Welcome to my blog. My pen name is Eva James. I'm an aspiring writer paying the bills working as a legal secretary. Bullied by my boss in 2008, I looked for another job but the recession hit. Feeling trapped, I started this blog. Trevor Griffiths, legendary theatre, TV and film writer said at the outset, "I like the writing a lot: smart, cool, placed. If you were prepared/able to take your prick of a boss on, you'd marmelise him." I was unaware back then that it would catalogue one of the most extreme cases of workplace bullying in the UK. I've found another job, but am subject to a gagging order. I'm still blogging, of course. Just don't tell the lawyers!

Saturday 28 April 2012

WEEK 224 University of Life


 I’ve blogged about staff bullying in schools before, so it won’t come as a surprise that it goes on in Universities, despite the usual policies against it. As one website (bulliedacademics.blogspot.com) states:

'The bullying of academics follows a pattern of horrendous, Orwellian elimination rituals, often hidden from the public'. 

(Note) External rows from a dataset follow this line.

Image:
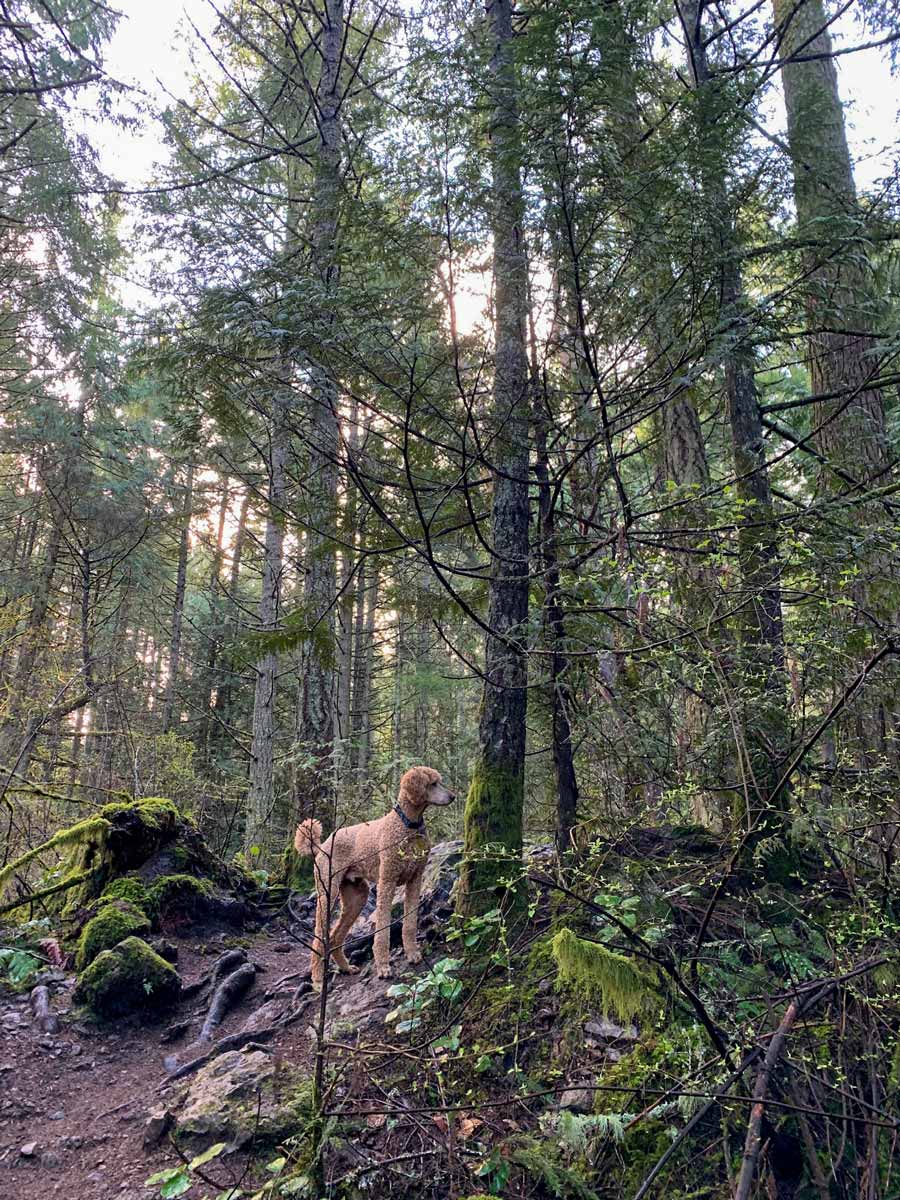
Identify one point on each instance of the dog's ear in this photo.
(415, 783)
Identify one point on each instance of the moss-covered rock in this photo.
(243, 1095)
(132, 891)
(129, 978)
(114, 922)
(126, 846)
(183, 893)
(492, 828)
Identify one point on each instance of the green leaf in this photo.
(208, 1156)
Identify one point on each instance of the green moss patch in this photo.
(624, 989)
(129, 978)
(131, 891)
(114, 922)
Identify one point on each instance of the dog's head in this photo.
(423, 785)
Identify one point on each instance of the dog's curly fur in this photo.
(385, 852)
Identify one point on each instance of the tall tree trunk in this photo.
(849, 426)
(850, 429)
(762, 693)
(493, 815)
(226, 672)
(561, 693)
(316, 724)
(178, 606)
(216, 624)
(363, 669)
(261, 799)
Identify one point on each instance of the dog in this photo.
(389, 852)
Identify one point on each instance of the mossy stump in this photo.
(115, 921)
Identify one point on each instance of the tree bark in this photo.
(762, 693)
(850, 429)
(262, 755)
(178, 607)
(316, 723)
(493, 814)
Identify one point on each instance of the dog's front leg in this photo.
(411, 917)
(383, 925)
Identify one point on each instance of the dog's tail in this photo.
(307, 838)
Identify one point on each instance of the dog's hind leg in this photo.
(354, 894)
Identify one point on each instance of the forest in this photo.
(509, 390)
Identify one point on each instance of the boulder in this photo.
(243, 1095)
(442, 871)
(115, 921)
(130, 978)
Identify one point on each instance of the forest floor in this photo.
(73, 1107)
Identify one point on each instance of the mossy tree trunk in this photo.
(496, 798)
(178, 606)
(315, 779)
(262, 754)
(761, 693)
(850, 430)
(849, 427)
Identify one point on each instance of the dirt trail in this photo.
(73, 1105)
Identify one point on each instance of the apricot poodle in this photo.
(390, 852)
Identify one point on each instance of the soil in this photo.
(73, 1105)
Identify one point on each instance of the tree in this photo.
(496, 798)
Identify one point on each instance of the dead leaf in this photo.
(468, 1126)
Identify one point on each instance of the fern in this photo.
(576, 1131)
(625, 990)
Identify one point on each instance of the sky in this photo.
(150, 49)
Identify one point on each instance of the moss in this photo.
(184, 894)
(130, 978)
(297, 870)
(624, 989)
(85, 834)
(490, 875)
(132, 891)
(543, 1164)
(114, 922)
(153, 810)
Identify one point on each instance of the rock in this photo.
(130, 978)
(442, 870)
(115, 921)
(165, 948)
(607, 1031)
(577, 1099)
(245, 1093)
(264, 1017)
(156, 1126)
(175, 1032)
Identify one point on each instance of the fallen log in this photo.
(41, 1009)
(223, 965)
(250, 1039)
(226, 995)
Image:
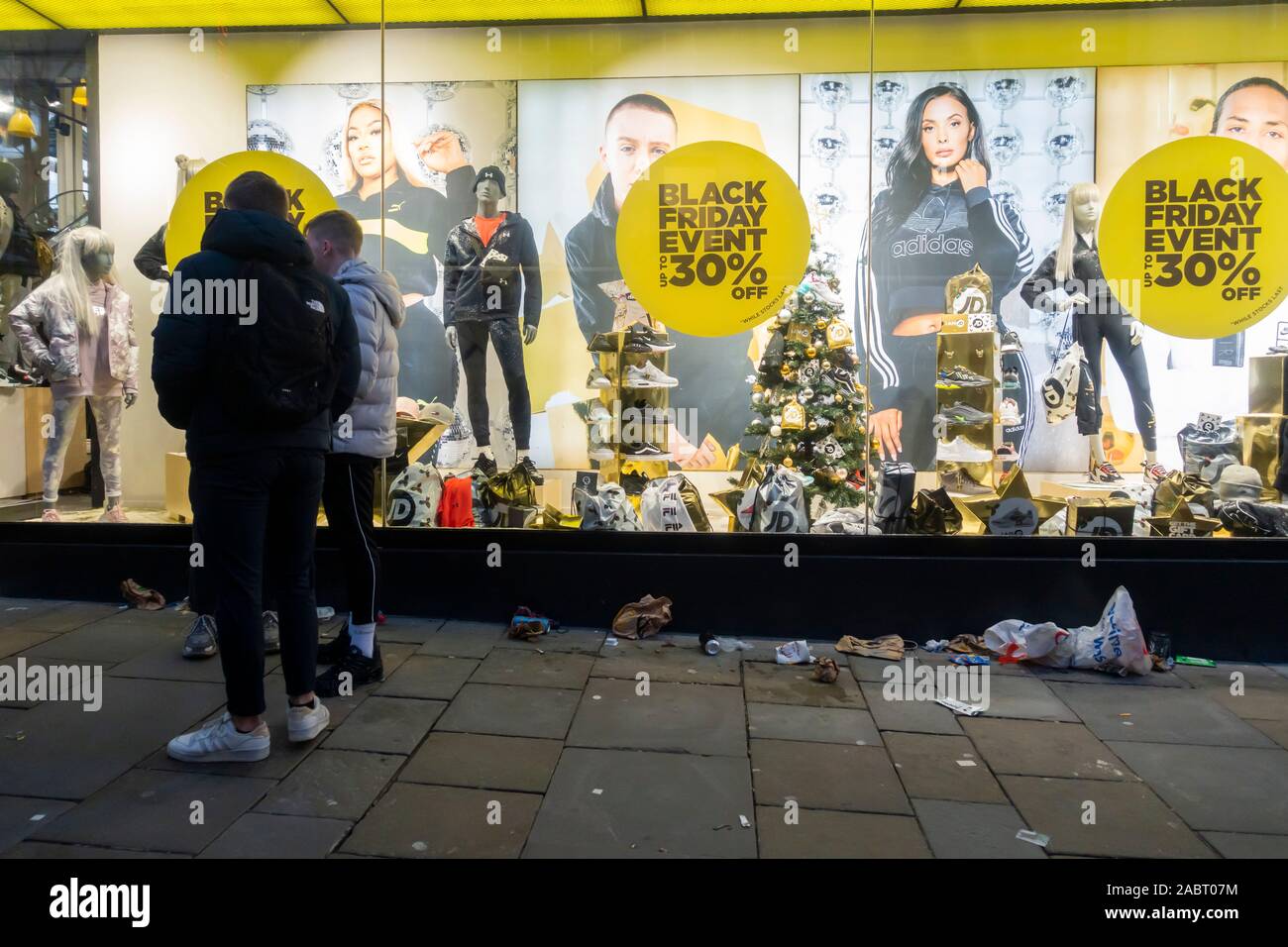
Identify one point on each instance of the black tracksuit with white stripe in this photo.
(948, 234)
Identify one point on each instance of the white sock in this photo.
(364, 638)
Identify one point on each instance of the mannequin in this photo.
(77, 330)
(1070, 278)
(18, 264)
(487, 260)
(150, 260)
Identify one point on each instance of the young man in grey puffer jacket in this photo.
(360, 440)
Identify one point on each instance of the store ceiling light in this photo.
(143, 14)
(21, 125)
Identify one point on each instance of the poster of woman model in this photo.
(411, 159)
(585, 144)
(1022, 137)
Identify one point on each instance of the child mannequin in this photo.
(1070, 278)
(77, 330)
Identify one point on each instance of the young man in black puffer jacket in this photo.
(258, 429)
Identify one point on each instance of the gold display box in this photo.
(1267, 385)
(1260, 436)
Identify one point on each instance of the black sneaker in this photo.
(603, 342)
(533, 474)
(642, 335)
(644, 451)
(362, 671)
(331, 652)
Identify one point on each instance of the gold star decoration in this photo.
(1181, 522)
(1013, 510)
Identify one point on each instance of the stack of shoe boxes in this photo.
(1267, 407)
(961, 344)
(639, 415)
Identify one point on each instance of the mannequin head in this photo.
(1254, 111)
(1081, 213)
(188, 169)
(84, 260)
(9, 179)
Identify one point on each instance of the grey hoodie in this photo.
(368, 427)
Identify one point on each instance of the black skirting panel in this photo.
(1220, 598)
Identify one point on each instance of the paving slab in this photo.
(62, 617)
(1129, 819)
(413, 821)
(533, 669)
(17, 642)
(1080, 676)
(973, 830)
(811, 724)
(1158, 715)
(69, 754)
(261, 835)
(151, 809)
(1223, 789)
(333, 784)
(825, 776)
(51, 849)
(1240, 845)
(934, 766)
(428, 678)
(681, 664)
(639, 804)
(407, 629)
(511, 711)
(583, 641)
(98, 643)
(914, 716)
(21, 815)
(386, 724)
(679, 718)
(480, 761)
(820, 834)
(1037, 748)
(166, 663)
(1250, 692)
(1275, 729)
(771, 684)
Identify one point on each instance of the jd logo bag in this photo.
(281, 365)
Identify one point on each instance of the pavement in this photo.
(572, 746)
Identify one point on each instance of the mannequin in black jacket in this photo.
(1070, 279)
(488, 257)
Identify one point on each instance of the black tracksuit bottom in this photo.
(503, 333)
(1093, 331)
(258, 518)
(348, 496)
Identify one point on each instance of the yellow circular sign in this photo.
(1194, 237)
(307, 197)
(712, 239)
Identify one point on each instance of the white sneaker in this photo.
(220, 742)
(648, 375)
(304, 723)
(962, 453)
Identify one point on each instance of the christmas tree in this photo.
(812, 410)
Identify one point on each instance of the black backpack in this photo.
(282, 367)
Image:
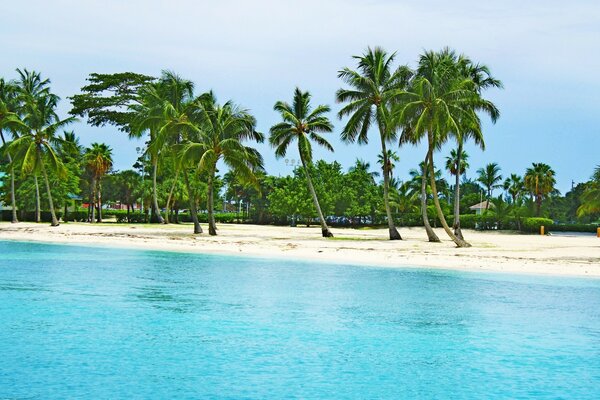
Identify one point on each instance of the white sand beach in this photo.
(491, 251)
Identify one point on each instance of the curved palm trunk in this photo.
(193, 205)
(168, 206)
(436, 200)
(456, 224)
(99, 199)
(430, 233)
(212, 227)
(324, 228)
(50, 202)
(38, 210)
(154, 194)
(394, 234)
(13, 202)
(93, 202)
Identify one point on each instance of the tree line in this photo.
(188, 135)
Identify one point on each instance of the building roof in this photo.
(481, 206)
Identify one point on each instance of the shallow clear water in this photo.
(78, 322)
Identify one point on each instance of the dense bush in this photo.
(574, 227)
(532, 225)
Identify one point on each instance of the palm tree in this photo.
(303, 124)
(373, 89)
(457, 163)
(387, 162)
(176, 113)
(482, 79)
(590, 198)
(35, 148)
(440, 102)
(222, 129)
(540, 181)
(491, 179)
(9, 119)
(515, 187)
(363, 166)
(98, 159)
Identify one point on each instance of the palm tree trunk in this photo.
(193, 205)
(168, 206)
(154, 194)
(99, 199)
(456, 224)
(394, 234)
(13, 202)
(212, 229)
(430, 233)
(38, 211)
(436, 200)
(324, 228)
(93, 202)
(50, 202)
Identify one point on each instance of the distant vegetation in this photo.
(47, 175)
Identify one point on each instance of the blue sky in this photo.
(547, 53)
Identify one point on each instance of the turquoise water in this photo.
(98, 323)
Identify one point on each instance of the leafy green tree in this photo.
(515, 187)
(9, 120)
(490, 177)
(35, 148)
(439, 102)
(457, 164)
(539, 180)
(590, 198)
(222, 131)
(369, 99)
(302, 124)
(98, 159)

Nevertheless, there are some Universities that actually study workplace bullying. For example, the 8th International Conference on Workplace Bullying and Harassment is being hosted this June by at the University of Copenhagen.

What do you mean you’ve never heard of it?

Okay. Then you must remember the 7th International Conference on Workplace Bullying and Harassment hosted last June by the Centre for Research on Workplace Behaviours at the University of Glamorgan Business School, Cardiff?

Missed that one too, huh?

With the resources they have to collate valuable information, I can’t help feeling that University research facilities stop short. They’ll calculate the organisational and societal cost of bullying. They’ll tally up the risk factors. They’ll whisk their tape measures out and size workplace bullying up. And what do they do with their annual percentages and pie charts? I guess they’re published in some obscure academic journal with the conclusion: ‘Bullying costs companies and employees in a variety of ways.’ 

Maybe it’s not the lecturer's or student's job figure out how to stop it. Universities are, after all, academic institutions above businesses. It’s their job to come up with new and fashionable theory. It’s not a requirement to establish whether anything works.

But I can’t believe they’ll come up with anything truly groundbreaking unless they go further than creating graphs and posing pre-prepared questions to employees. They need to get hands-on with businesses.

They could, of course, start with their own.

Perhaps the first step for Universities is to recognise that they are businesses and that writing policies or even theoretical papers which prove little more than the writer thought about workplace bullying once-upon-a-time do little more than prove they’re closer to modern business than I’m sure they’d care to admit.